At that very moment, she shifted a bit on her bed and looked questioningly towards him, as if she had heard him. Taken aback, he swayed a little to regain his footing. Her solemn, tiny form changed into a wry grin, and she inquired. “So what’s the plan, she asked. I haven’t dreamt for months, and it’s time I do.”
He laughed, a hearty laugh, after weeks or maybe months, and then with a wide smile he spoke, “Yes, Adra, we’ve got a busy few months ahead of us.” The memories of the pandemic filled him. “I’m sure you don’t think I’ve been sitting around doing nothing for the past few months,” he remarked as he bent over Adra. “Rather, I’ve been giving a great deal of consideration to our impending project and how we would deal with it in coming times.”
Adra was looking at his face and detected a smile spreading from his eyes to the corners of his mouth.
Intrigued, she inquired, “What are you talking about, Ahmed? What else do you want to share?”
“Some interesting news for you,” he said.
“What news?” she asked.
“Do you want me to tell you from the beginning?”
“Yes please, she said, I like good news.”
“As soon as the doctors told me I’m ready to go back to work, I picked up my mobile and made a call to Egypt.”
“To who in Egypt?” she inquired, surprised.
“To my buddy, a young man with a sharp mind.”
“Go on, tell me more,” she asked, unable to hide her questing spirit and eagerness for life.
“I will fund this hospital project that the bureaucracies in Riyadh want to build, thanks to a project management team managed by this buddy, and you, my dear Adra, will hire the best architects to prepare outstanding drawings with his help. You’ll have the most innovative technology and software, and I’ll have a terrific finance team to help us with a budget.” His excitement audible in his rising voice.

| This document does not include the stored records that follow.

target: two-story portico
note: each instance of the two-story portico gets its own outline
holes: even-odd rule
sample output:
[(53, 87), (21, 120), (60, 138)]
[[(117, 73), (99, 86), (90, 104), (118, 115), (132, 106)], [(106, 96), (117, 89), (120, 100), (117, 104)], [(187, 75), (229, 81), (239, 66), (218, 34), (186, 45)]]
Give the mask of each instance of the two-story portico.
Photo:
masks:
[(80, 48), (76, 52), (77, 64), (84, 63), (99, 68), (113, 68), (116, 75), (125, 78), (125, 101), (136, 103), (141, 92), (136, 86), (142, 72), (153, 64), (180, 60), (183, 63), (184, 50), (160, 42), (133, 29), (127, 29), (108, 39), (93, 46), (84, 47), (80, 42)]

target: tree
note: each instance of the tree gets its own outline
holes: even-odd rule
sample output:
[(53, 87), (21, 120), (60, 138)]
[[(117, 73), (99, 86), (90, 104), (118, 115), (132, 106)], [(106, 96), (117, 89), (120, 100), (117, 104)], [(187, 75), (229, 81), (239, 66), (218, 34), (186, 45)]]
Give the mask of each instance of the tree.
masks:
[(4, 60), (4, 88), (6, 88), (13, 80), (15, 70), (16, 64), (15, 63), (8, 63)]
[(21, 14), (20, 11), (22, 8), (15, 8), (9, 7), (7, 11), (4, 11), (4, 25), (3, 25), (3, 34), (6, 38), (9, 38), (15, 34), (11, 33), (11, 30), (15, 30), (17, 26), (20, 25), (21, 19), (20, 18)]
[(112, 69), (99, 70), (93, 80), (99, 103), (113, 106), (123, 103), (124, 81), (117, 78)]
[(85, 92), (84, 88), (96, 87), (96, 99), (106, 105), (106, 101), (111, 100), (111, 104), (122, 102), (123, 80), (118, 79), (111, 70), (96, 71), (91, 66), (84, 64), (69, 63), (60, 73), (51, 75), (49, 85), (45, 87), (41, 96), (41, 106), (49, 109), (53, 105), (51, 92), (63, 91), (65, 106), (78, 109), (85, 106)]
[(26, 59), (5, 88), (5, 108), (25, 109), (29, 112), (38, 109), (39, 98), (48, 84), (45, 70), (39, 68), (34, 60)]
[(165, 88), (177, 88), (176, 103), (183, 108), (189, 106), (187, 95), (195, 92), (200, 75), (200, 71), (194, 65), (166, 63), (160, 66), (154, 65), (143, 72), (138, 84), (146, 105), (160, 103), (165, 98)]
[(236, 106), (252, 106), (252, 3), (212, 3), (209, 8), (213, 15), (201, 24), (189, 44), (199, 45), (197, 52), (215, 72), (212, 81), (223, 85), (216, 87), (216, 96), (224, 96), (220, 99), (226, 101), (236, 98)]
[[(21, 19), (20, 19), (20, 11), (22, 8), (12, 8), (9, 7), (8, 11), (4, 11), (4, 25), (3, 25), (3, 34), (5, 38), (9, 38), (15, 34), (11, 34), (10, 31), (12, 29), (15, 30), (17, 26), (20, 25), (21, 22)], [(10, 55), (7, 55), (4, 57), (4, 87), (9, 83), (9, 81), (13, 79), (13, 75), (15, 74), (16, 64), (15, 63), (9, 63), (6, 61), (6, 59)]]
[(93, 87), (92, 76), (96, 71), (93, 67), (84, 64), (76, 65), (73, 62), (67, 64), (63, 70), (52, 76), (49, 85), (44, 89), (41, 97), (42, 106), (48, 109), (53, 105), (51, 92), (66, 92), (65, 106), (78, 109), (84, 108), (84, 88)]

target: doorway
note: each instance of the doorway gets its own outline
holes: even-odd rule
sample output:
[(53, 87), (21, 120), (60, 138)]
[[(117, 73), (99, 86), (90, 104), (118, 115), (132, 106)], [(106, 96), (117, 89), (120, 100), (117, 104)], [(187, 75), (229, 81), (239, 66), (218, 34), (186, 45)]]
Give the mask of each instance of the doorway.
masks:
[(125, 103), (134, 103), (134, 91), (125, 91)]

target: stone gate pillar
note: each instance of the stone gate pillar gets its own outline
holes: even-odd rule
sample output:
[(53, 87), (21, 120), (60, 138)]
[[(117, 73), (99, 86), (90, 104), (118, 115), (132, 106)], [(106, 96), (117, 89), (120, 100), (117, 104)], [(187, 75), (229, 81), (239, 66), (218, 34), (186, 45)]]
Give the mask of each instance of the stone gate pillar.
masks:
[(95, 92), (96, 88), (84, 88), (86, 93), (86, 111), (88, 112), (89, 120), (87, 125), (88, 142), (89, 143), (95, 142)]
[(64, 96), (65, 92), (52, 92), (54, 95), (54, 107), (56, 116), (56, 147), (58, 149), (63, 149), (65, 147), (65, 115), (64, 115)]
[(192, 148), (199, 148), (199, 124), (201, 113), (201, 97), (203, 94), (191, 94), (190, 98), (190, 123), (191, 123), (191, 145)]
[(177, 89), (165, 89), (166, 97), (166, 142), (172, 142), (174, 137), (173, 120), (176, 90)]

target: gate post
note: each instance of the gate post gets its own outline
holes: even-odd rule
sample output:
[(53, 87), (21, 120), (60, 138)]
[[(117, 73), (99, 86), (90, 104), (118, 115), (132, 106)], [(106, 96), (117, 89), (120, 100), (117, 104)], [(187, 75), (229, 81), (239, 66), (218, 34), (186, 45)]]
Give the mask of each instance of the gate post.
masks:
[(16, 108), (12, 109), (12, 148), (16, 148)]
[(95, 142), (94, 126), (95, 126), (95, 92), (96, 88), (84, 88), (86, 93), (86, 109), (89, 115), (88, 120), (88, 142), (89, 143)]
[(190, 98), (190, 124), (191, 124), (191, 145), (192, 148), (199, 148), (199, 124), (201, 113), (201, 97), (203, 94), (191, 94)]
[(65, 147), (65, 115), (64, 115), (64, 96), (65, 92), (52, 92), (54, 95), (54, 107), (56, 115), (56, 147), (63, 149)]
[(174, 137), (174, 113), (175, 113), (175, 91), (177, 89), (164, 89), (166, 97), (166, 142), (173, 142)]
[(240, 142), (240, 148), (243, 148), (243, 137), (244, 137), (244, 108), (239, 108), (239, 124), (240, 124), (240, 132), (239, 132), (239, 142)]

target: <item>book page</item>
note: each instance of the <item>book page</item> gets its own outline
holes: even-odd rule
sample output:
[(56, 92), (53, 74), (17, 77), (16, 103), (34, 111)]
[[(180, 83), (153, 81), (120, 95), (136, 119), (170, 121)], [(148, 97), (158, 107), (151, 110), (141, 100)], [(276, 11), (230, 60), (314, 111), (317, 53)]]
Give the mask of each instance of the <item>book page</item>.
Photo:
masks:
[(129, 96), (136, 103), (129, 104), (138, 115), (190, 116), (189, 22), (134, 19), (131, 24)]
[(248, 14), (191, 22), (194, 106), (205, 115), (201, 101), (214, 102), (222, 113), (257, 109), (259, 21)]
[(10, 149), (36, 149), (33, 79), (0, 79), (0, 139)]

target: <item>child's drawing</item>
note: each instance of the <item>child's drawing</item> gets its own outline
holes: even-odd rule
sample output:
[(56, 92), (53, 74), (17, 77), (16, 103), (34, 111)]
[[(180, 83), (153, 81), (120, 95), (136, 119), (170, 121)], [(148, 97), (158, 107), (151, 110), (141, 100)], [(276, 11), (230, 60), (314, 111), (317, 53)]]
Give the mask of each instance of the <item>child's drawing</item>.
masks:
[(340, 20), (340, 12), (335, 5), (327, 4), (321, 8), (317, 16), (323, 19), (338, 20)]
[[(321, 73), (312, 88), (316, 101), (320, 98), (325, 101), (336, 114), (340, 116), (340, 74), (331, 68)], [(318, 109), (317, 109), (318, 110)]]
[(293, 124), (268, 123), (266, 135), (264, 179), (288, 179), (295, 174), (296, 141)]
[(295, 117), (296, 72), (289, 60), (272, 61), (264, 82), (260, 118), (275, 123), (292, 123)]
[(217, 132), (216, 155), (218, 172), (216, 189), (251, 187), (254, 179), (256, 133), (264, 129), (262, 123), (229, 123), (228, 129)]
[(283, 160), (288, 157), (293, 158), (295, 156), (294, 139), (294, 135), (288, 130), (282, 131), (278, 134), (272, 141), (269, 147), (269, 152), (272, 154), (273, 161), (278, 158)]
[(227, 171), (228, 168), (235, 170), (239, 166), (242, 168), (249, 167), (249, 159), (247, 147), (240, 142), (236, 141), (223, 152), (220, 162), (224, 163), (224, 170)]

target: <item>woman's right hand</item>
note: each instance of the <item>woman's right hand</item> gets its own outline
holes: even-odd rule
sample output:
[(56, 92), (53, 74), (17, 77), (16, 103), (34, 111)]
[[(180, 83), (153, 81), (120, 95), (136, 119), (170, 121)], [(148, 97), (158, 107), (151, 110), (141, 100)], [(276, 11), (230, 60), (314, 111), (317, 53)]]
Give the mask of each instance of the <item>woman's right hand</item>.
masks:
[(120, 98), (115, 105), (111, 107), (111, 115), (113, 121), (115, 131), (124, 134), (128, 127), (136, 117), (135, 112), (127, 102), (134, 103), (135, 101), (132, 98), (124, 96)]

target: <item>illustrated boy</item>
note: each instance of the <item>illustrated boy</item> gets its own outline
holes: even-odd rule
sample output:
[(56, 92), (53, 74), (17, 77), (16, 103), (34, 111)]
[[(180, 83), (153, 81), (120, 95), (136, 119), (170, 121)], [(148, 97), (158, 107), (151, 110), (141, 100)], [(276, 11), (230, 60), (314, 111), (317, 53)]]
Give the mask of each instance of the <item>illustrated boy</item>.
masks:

“That sounds like a good start. Oh, my goodness me, we’re going to be busy for the next few weeks and months and years!” she murmured, her voice barely audible,now tired with all the excitement.
Then, as an afterthought she added, “so much to dream about now. And with dropping eyes and a sleepy smile, she whispered, but that’s good!”
“Yes, said Ahmed. Things will get better and better by the second.” And, thinking about the inserted chip and its visible results, he expressed secret gratitude to the guy above.